Data Storage
The following backends are used today by MONIT: HDFS, OpenSearch, InfluxDB, Mimir.
HDFS
The monitoring data in HDFS is stored under `/project/monitoring/archive'.
OpenSearch
As part of the MONIT service different opensearch clusters are being provided: * monit-opensearch.cern.ch: Stores metrics for short term periods (max 90 days). * monit-opensearch-lt.cern.ch: Stores metrics for long term periods (some data without any expiration time). * monit-timber.cern.ch: Stores logs that are considered public by the service managers (i.e: don't containt sensitive information). * monit-timberprivate.cern.ch: Stores logs that are considered private by the service managers, it's fully manages by tenancy and security roles. * monit-syslog.cern.ch: Stores system logs from the DC nodes managed by Puppet.
InfluxDB
Collectd data is stored inside InfluxDB, depending on the type of data (base monitoring or service monitoring) it will end up in a different database.
Base monitoring
For base monitoring at the current time there are a total of 15 different InfluxDB instances, one per base plugin. Each of them run in a different port but share the same read only account and have the same database name (monit_production_collectd
).
Service monitoring
By default service specifc metrics are stored in a common InfluxDB instance (dbod-m-ctd
) split in different databases. These databases are based on the service and the toplevel hostgroups of the data. For some exceptions metrics can also be stored in dedicated instances.
Measurements
In the InfluxDB world there is a thing called measurement that is similar to an SQL table, for the Collectd use case these measurements are being named after the "plugin"_"type" so for example the next document:
time plugin type
---- ------ ----
1515486329000000000 cpu percent
Will end up in a measurment called "cpu_percent".
Data schema
The InfluxDB data schema differs from the rest of the infrastructure, due to InfluxDB restrictions, however, all the Collectd databases share the same schema.

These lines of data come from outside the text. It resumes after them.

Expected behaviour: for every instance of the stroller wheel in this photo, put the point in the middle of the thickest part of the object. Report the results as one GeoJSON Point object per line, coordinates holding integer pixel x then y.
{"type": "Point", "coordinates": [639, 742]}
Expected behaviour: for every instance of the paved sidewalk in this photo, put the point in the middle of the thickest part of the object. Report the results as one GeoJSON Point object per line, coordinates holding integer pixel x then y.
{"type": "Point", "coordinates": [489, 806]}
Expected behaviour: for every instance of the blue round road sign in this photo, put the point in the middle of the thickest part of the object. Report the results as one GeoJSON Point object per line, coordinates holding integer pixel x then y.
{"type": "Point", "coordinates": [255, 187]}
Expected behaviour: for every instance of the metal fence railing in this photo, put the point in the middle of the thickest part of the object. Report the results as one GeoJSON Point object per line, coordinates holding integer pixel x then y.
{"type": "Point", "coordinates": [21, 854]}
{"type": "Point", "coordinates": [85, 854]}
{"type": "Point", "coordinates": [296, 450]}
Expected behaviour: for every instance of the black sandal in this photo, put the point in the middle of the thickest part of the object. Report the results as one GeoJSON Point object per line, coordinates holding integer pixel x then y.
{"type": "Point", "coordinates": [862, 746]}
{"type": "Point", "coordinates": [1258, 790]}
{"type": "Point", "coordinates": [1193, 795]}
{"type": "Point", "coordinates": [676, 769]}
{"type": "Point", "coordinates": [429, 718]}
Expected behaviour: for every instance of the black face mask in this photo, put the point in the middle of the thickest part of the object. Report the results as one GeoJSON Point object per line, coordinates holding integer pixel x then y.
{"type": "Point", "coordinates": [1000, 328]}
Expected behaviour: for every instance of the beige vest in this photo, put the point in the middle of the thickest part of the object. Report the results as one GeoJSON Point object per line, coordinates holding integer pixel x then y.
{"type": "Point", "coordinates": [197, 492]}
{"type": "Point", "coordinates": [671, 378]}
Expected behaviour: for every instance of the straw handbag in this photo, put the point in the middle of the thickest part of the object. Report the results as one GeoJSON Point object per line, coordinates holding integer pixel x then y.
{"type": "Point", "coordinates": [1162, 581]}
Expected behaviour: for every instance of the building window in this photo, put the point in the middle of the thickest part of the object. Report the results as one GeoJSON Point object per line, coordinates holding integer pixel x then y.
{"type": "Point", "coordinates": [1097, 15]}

Inside the data you will find some main types of data:
- Monitoring metadata like host, submitter_environment, submitter_hostgroup, toplevel_hostgroup. Providing information about the host environment.
- Collectd metadata like plugin, plugin_instance, type, type_instance. Providing information about the Collectd namespace
- Collectd data like *_value, this is a representation of the different aggregations provided for Collectd data
Note: In the Collectd world there is the concept of multi-metrics, which mean the same document might have multiple values. e.g: network plugin will come with rate_in and rate_out. In the monitoring infrastructure we do split these documents producing single value ones, and we promote the value name to a new metadata like field "value_instance".
- time: long:milliseconds
- host: string
- max_value: double|long
- mean_value: double|long
- min_value: double|long
- plugin: string
- plugin_instance: string|UNKNOWN
- producer: string
- submitter_environment: string
- submitter_hostgroup: string
- sum_value: double|long
- toplevel_hostgroup: string
- type: string
- type_instance: string:UNKNOWN
- type_prefix: string
- value_instance: string:UNKNOWN
Data binning
In order to improve the resource usage of the InfluxDB databases and the amount of time we can keep the data we have set up three different retention policies for Collectd data.
- one_week: one minute resolution data that stays for one week (Default one).
- one_month: five minutes resolution data that stays for one month.
- five_years: one hour resolution data that stays for five years
Prometheus
MONIT provides a central PromQL compatible storage currently based in Grafana Mimir. The storage is split by tenants and each of them have their own limits set.